U.S. NOT IMMUNE FROM DEFLATION RISK
• All of the good economic news aside, the U.S. is still not safely clear of deflation risk as slow
recovery from a debt-driven recession continues
• A risk-averse Fed has little reason to raise short-term rates any time soon. We reiterate our
long-standing view of “lower for longer”
• In fixed income, we prefer the more credit-sensitive segments of the market, including high-yield,
where active management can add value
• As markets become increasingly volatile, a focus on global diversification may help protect
investor portfolios

Dominant economic trends in early 2015 — weak GDP growth in developed and emerging markets, plunging oil prices and a muscular dollar — all fit into the nervous global conversation about deflation risk and what it might mean for U.S. investors. 

Deflation risk remains very real in Europe. Consumer prices shrank in December for the first time in more than five years, and more contraction followed in early 2015. Lower energy costs are in part to blame, but not counting oil and food, inflation in the eurozone was still at a record low in January. 

Deflation is opposite of inflation, so how can it be bad? 
Most of us understand the harm that income-eroding inflation can cause, but the potential damage from deflation is less intuitive. After all, if inflation is bad, and deflation is the opposite of inflation, deflation by definition should be good, right? Why wouldn’t we want products and services to be cheaper? 

When prices are falling, consumption should increase because everyone now has more purchasing power. In a deflationary environment, however, consumption actually decreases. That’s because consumers look at today’s price tags, and notice they are lower than yesterday’s. The question then becomes, “Why should I spend today if I can get an even better deal tomorrow?"

Across an entire economy, suppressed spending can lead to a destructive downward spiral that is hard to reverse. Lower consumption leads to lower production, lower hiring rates, lower wages, lower profitability and lower capital expenditures. Governments take in less tax revenue, which can cut public spending and possibly jobs as well. Declining sales and earnings can drive down dividends and stock prices, which further curtails consumption. Real estate values are vulnerable as well. For bond investors, deflation tends to drive up prices in the near time, but coupons fall over time due to stimulative monetary policy. 

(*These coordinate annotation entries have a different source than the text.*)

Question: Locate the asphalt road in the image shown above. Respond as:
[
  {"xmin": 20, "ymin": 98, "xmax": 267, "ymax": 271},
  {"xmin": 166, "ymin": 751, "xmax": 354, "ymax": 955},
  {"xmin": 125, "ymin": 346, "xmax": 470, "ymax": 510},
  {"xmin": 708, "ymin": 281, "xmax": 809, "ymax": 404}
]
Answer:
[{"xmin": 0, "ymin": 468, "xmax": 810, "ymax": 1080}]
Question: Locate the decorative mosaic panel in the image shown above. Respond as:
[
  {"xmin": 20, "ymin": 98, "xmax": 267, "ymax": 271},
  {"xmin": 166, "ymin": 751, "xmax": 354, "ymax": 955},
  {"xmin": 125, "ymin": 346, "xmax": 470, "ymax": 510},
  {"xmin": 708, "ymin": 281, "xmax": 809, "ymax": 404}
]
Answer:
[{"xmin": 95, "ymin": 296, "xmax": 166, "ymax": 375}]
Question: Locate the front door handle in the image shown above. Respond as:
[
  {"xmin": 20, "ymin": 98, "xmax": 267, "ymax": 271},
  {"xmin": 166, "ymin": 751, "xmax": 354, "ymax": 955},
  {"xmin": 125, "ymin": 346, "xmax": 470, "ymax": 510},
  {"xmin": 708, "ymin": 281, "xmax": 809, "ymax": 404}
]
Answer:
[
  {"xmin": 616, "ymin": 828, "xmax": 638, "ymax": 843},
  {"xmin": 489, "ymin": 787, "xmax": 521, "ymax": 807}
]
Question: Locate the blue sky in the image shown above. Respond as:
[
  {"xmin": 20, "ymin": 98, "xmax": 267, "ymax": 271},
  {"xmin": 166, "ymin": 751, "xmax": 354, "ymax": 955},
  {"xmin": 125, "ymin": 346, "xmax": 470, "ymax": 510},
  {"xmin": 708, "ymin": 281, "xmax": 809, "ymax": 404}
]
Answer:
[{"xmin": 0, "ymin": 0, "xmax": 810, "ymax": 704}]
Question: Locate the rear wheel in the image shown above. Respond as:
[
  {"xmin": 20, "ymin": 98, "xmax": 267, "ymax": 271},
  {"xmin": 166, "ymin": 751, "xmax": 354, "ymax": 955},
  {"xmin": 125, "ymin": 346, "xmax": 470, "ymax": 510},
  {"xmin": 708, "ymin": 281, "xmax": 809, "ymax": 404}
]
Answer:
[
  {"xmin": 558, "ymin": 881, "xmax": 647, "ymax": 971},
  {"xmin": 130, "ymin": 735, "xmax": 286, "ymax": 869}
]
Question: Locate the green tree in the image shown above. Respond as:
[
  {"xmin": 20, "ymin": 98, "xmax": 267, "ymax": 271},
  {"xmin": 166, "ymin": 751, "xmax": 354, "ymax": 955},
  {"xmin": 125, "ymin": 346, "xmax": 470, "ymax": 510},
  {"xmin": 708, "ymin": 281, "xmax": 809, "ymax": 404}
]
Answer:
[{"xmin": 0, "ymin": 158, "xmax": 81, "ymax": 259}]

It’s not certain that the massive quantitative easing program by the European Central Bank will be enough to reverse deflationary momentum in the eurozone economy. And even if QE provides a short-term reprieve, Europe still has profound structural problems to address, including persistent fiscal deficits, inflexible labor markets and excessive government regulation. 

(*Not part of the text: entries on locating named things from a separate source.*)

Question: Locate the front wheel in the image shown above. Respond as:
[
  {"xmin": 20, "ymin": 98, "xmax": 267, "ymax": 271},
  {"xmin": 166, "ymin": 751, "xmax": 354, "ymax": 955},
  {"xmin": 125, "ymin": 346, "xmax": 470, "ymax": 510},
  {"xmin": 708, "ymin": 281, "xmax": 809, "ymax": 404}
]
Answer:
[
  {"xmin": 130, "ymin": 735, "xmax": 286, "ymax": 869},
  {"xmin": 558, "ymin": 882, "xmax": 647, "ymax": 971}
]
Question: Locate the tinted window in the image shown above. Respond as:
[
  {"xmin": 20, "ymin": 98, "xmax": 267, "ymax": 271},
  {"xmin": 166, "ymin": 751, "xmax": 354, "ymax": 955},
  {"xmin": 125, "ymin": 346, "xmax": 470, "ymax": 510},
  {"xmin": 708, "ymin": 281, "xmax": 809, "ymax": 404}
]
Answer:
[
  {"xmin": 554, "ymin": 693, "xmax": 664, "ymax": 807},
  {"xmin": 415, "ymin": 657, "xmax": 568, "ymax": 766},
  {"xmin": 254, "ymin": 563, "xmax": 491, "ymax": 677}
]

Here;  http://pages.advisorusaa.com/rs/usaa/images/Deflation-Risk-FNL-218086%20-%200415-Removed-Tag.pdf?mkt_tok=3RkMMJWWfF9wsRonvqjJZKXonjHpfsX54uQrWLHr08Yy0EZ5VunJEUWy2YECSNQ%2FcOedCQkZHblFnVsJSq2xUbcNoqEI

So the short answer of why deflation is bad for consumer driven, debt prone societies is because people will put off spending money today if they believe that the TV, boat, or gas grill they want today will be cheaper in 30 days!  They will just wait a while.  If you take that decision times MILLIONS....the whole economy can start to fold up and the 'magic money men' at the Federal Reserve have very few tools in their tool belt to combat it.  What are they going to do to entice people to buy it today?  Lower interest rates below 0% and force Best Buy to actually PAY YOU interest if you buy it today??

Wow!  Europe might really be in a pickle!  Just imagine if their economy starts to implode and the Euro Zone and Euro currency start to tumble....then folks will look to America as the last big safe-haven to hold their wealth!  So they pour their money into U.S. holdings....only to find out that America is $18 trillion in debt, our economy has created millions of part time, low paying jobs, we have $50 trillion of unfunded liabilities on the horizon and we are rejecting Christ at an astonishing level.

Sounds like a perfect recipe for the Prince of the Earth to destroy the current global economic system so it can be replaced with ONE NEW SYSTEM!  A system that implements all the great technologies we currently have....like bar codes, online banks and 100% completely cashless!